Tommy Thompson, Secretary of Health and Human Services in the Bush administration, has now joined the growing list of Cabinet members who are “resigning” their posts as Bush’s first term makes way for his second term in office. Thompson’s farewell address was a scary script — not just about health and human services but also, and more importantly, about the Bush philosophy of the role of government in shaping America’s present and future.

Thompson warns that there might well be a global flu epidemic in the days ahead, and he also fears that anti-American terrorists will attack our food supply. He is surprised that they have not already tried to do so. While these are ventures regarding what might be, Thompson also deals with what was — what has been happening — while he was serving in his sensitive post.

Apparently he now dares to reveal what he felt he could not, or should not, reveal while serving as a loyal member of the Cabinet. In doing so, intentionally or unintentionally, he exposes the driving force underlying the Bush regime. Thompson does so by describing his inability to do an honest, constructive job because of the underlying commitment of the Bush administration to a select elitist class in America. Here’s the startling story:

Thompson wanted the power to negotiate with the big drug companies to hold down the rates they charge Medicare patients. The power was denied to him.

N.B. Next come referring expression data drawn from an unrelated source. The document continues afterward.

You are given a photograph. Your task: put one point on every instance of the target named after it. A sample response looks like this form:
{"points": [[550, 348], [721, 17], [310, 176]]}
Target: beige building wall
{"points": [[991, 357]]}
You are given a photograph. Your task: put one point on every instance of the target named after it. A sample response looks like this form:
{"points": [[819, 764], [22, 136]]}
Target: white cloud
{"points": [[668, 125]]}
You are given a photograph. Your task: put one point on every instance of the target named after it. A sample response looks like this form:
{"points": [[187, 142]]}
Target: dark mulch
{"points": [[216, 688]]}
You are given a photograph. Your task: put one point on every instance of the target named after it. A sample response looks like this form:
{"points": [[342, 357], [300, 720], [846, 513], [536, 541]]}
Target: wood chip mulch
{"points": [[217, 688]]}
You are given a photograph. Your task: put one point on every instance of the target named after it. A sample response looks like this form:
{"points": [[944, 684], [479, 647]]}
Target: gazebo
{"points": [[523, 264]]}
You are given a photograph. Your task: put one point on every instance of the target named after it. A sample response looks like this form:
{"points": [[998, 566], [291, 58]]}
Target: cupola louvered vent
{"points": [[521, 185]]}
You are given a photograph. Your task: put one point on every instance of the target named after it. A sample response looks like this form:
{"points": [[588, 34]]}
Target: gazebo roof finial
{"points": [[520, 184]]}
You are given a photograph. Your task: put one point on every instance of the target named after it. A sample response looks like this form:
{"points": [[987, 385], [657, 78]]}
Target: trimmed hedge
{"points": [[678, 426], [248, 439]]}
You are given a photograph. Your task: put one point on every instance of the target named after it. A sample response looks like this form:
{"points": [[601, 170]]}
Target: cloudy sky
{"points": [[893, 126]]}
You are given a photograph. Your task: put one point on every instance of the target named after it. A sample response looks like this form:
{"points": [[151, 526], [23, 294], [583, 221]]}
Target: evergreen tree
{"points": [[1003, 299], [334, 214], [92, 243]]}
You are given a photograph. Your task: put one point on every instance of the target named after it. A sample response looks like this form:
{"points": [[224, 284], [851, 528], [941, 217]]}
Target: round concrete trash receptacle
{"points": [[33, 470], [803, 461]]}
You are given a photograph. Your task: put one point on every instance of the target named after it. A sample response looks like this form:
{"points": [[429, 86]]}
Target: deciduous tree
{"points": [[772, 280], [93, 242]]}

The White House and Republicans in Congress said that such a move would result in the government imposing price controls…a cardinal sin in the GOP moral system.

But as any businessman or any union leader knows, “bargaining” over price is not the same as “setting” the price. In “bargaining” one may say, “if you reduce the price we will buy more,” or “if you reduce the price we will not shop around for an alternative medicine,” etc. So, why did the administration and its cohorts deny Thompson the right to bargain?

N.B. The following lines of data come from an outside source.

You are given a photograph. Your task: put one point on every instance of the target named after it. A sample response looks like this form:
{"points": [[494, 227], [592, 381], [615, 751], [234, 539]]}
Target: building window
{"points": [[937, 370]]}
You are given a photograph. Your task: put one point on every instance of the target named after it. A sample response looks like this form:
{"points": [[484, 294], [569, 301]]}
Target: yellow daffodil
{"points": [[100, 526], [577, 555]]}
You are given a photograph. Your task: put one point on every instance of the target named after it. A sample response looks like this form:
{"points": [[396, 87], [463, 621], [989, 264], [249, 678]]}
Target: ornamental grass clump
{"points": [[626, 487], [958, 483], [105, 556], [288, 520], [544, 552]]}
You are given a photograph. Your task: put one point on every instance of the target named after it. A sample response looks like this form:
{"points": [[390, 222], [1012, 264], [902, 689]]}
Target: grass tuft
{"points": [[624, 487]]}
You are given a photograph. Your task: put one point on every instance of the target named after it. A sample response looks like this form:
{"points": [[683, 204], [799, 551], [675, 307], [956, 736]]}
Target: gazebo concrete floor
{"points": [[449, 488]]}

It takes no genius to discover the answer. In effect, the government is saying to the drug makers, whatever you want, you get. It’s a philosophy that elevates greed over need.

If that policy were limited to dealing with pharmaceutical firms only, that would be bad enough. But it is a policy that has penetrated every pore of this regime’s operations, from taxation to the awarding of contracts, and to the decisions about who should fill our powerful Cabinet posts in the next four years.

What a contrast to the noble notion that our government should be a “government of the people, by the people, and for the people,” embodied in the call of the Preamble to the Constitution to “promote the general welfare.” And what a change from FDR’s “welfare state” to G.B.’s “warfare state.”